A Companion
for Liberatory
Practice
II. Inhabiting Complexity
Complexity
Complexity: An abundance of inseparable wholes, each of which holds its own truth. See Billie Zangewa’s The Rebirth of Black Venus, Hand-stitched silk collage, 50 × 51 1/5 inches,
https://www.lehmannmaupin.com/artists/billie-zangewa
and discussion in “Body Talk,” in Frieze online (April 15, 2022), https://www.frieze.com/article/body-talk
Eco soma
Eco soma: "What is “eco soma”? I approach this phrase as a mash-up, an encounter zone all by itself: there is “ecosomatics,” a term somewhere between exclusion and inclusion, with undertones of neoliberal self-care, of White settler appropriation of Indigenous practices, a bit New Agey, a bit old ritual. And there is “eco soma:” a two step, a longer phrase, a stumble, the hesitation marks left in. The break holds hope and promise.
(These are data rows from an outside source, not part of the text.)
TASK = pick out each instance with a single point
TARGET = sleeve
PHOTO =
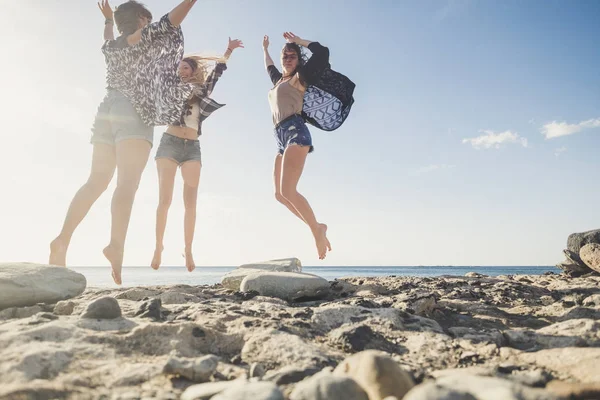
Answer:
(156, 30)
(317, 63)
(274, 74)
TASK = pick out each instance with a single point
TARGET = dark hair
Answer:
(192, 63)
(301, 59)
(127, 16)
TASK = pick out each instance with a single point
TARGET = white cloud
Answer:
(490, 139)
(433, 167)
(559, 151)
(557, 129)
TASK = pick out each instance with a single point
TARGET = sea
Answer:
(100, 277)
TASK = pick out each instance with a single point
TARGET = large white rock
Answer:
(26, 284)
(590, 254)
(233, 279)
(289, 286)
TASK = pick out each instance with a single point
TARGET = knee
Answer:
(98, 184)
(129, 186)
(288, 193)
(164, 201)
(279, 197)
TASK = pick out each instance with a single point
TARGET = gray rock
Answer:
(576, 241)
(205, 391)
(290, 374)
(276, 348)
(377, 373)
(150, 309)
(281, 265)
(25, 284)
(65, 307)
(103, 308)
(253, 391)
(19, 312)
(197, 370)
(590, 255)
(233, 279)
(326, 386)
(137, 294)
(286, 285)
(431, 391)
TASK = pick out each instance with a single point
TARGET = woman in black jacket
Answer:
(294, 142)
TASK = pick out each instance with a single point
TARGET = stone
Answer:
(253, 391)
(65, 307)
(431, 391)
(281, 265)
(276, 348)
(580, 364)
(103, 308)
(290, 374)
(465, 386)
(290, 286)
(205, 391)
(26, 284)
(355, 338)
(150, 309)
(233, 279)
(326, 386)
(196, 370)
(576, 241)
(378, 374)
(590, 255)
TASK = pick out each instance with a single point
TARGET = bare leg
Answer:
(132, 156)
(166, 180)
(294, 158)
(277, 181)
(103, 169)
(190, 171)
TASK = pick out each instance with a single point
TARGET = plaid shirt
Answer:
(201, 97)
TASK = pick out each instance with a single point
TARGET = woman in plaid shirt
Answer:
(180, 147)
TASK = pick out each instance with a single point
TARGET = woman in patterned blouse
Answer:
(294, 141)
(123, 128)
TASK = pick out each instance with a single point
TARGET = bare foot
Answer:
(115, 257)
(58, 252)
(322, 242)
(156, 260)
(189, 260)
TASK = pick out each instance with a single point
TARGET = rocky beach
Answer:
(270, 331)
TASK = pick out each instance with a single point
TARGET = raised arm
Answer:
(109, 21)
(178, 14)
(272, 70)
(169, 22)
(318, 61)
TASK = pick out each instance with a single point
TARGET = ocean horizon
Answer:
(174, 275)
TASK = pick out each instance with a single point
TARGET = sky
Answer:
(473, 139)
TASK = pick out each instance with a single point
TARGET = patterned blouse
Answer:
(329, 96)
(147, 72)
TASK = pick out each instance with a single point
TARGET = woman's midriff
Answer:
(183, 132)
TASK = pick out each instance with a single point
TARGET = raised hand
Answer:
(291, 38)
(234, 44)
(106, 9)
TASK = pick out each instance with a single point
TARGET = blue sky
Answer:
(472, 141)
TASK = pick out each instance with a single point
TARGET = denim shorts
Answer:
(178, 149)
(292, 130)
(117, 120)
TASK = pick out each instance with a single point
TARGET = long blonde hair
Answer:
(200, 66)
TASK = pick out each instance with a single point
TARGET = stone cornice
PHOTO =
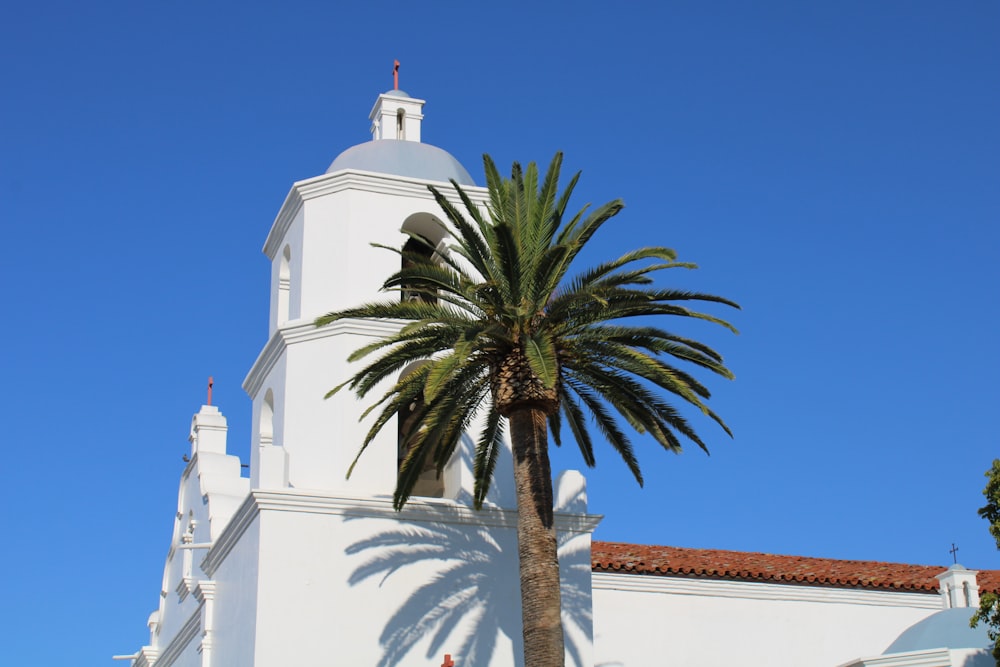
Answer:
(940, 657)
(300, 331)
(429, 510)
(180, 641)
(361, 181)
(758, 590)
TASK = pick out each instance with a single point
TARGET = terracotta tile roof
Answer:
(717, 564)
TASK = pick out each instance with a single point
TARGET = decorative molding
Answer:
(939, 657)
(360, 181)
(185, 587)
(302, 331)
(146, 657)
(428, 510)
(180, 641)
(759, 590)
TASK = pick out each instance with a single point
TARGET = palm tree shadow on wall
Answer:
(465, 589)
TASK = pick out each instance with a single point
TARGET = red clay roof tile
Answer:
(718, 564)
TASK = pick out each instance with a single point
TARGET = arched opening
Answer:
(430, 484)
(284, 284)
(266, 427)
(400, 124)
(425, 233)
(422, 248)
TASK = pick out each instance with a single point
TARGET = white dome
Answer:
(403, 158)
(946, 629)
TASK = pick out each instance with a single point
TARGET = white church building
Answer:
(296, 565)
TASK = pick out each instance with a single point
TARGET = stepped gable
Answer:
(749, 566)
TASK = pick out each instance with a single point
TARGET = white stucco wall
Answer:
(712, 623)
(350, 581)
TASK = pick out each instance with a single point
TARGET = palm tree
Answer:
(504, 330)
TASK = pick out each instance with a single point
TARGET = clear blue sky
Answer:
(834, 167)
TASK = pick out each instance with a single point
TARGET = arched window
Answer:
(284, 284)
(266, 428)
(430, 484)
(424, 249)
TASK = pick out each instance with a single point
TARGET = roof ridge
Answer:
(759, 566)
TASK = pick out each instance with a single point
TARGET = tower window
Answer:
(430, 484)
(424, 249)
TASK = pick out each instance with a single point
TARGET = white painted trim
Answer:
(759, 590)
(301, 331)
(361, 181)
(938, 657)
(180, 641)
(429, 510)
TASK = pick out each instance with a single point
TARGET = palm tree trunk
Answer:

I propose “eco soma” as a method for working with somatics in performance: both in the production and the reception of somatic-flavored work."
—Petra Kuppers, Eco Soma: Pain and Joy in Speculative Performance (Minneapolis: University of Minnesota Press, 2022), 1.
Somatics
Somatics: “The word somatics comes from the Greek root soma, which means ‘the living organism in its wholeness.’ Although it can be cumbersome, it is the best word we have in English to understand human beings as integrated mind, body, spirit, and social, relational beings.”
—Staci Haines, The Politics of Trauma (Berkeley: North Atlantic Books, 2019), 19-20.